How do you find the area between the given curve #y= x^2# and the x-axis given in the interval [0,1]?

1 Answer
Nov 8, 2015

The area is #1/3#

Explanation:

I am assuming that you do not yet have the Fundamental Theorem of Calculus available to evaluate this, but that you need to evaluate it from a definition.

.#int_a^b x^2 dx = lim_(nrarroo) sum_(i=1)^n f(x_i)Deltax#.

Where, for each positive integer #n#, we let #Deltax = (b-a)/n#

And for #i=1,2,3, . . . ,n#, we let #x_i = a+iDeltax#. (These #x_i# are the right endpoints of the subintervals.)

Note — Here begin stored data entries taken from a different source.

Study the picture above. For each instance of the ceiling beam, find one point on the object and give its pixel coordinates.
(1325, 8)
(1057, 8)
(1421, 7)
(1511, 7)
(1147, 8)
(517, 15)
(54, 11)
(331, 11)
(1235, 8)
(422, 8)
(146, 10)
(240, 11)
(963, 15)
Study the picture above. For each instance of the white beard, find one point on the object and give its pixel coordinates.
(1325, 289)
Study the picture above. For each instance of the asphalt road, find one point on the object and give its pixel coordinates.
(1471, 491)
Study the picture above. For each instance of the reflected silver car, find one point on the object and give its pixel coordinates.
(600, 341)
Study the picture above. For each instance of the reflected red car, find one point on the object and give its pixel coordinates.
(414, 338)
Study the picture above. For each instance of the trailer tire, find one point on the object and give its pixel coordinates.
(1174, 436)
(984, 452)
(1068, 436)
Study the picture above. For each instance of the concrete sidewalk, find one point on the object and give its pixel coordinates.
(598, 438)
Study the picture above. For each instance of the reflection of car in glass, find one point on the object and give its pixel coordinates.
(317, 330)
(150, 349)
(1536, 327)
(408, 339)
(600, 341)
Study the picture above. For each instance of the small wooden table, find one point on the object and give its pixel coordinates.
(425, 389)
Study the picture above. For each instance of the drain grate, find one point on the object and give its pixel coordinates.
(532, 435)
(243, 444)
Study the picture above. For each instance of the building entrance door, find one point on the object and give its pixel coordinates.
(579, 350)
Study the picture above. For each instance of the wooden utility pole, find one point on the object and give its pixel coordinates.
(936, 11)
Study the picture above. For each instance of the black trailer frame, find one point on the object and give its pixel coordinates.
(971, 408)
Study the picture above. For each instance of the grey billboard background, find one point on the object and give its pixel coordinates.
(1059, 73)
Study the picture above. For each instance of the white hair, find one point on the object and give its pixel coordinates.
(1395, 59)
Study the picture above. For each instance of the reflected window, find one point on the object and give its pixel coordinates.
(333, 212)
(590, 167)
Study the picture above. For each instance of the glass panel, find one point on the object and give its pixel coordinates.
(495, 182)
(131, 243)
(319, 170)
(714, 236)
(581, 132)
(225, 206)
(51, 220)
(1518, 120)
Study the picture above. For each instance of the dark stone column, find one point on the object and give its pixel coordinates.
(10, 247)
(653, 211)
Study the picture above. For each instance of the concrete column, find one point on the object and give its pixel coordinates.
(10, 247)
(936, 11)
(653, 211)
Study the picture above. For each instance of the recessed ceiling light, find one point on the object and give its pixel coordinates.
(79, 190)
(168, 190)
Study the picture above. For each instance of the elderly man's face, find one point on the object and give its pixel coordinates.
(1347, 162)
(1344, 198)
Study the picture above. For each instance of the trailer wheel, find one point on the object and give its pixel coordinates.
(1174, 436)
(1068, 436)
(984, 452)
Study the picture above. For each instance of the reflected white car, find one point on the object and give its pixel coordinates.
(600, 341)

I prefer to do this type of problem one small step at a time.

#int_0^1 x^2dx#.

For each #n#, we get

#Deltax = (b-a)/n = (1-0)/n = 1/n#

And #x_i = a+iDeltax = 0+i1/n = i/n#

#f(x_i) = x_i^2 = (i/n)^2 = (i^2)/n^2#

#sum_(i=1)^n f(x_1)Deltax = sum_(i=1)^n((i^2)/n^2) 1/n#

# = sum_(i=1)^n i^2/n^3#

# = 1/n^3 sum_(i=1)^n i^2 #

# = 1/n^3[(n(n+1)(2n+1))/6]#

So,

#sum_(i=1)^n f(x_1)Deltax = 1/6 [(n(n+1)(2n+1))/n^3]#

The last thing to do is evaluate the limit as #nrarroo#.
I hope it is clear that this amounts to evaluating
#lim_(nrarroo)(n(n+1)(2n+1))/n^3#

There are several ways to think about this:

Limit of a Rational Expression

The numerator can be expanded to a plynomial with leading term #2n^3#, so the limit as #nrarroo# is #2#.

OR

#(n(n+1)(2n+1))/n^3 = (n/n)((n+1)/n)((2n+1)/n)#

The limit at infinity is #(1)(1)(2)=2# as a product of rational expressions.

OR

#(n(n+1)(2n+1))/n^3 = (n/n)((n+1)/n)((2n+1)/n)#

# = (1)(1+1/n)(2+1/n)#

So the limit is, again #2#.

However we get it, we get

.#int_0^1 x^2 dx = lim_(nrarroo) sum_(i=1)^n f(x_i)Deltax#

# = lim_(nrarroo) sum_(i=1)^n((i^2)/n^2) 1/n#

# = lim_(nrarroo) [1/6[(n(n+1)(2n+1))/n^3]]#

# = 1/6 (2)#

# = 1/3#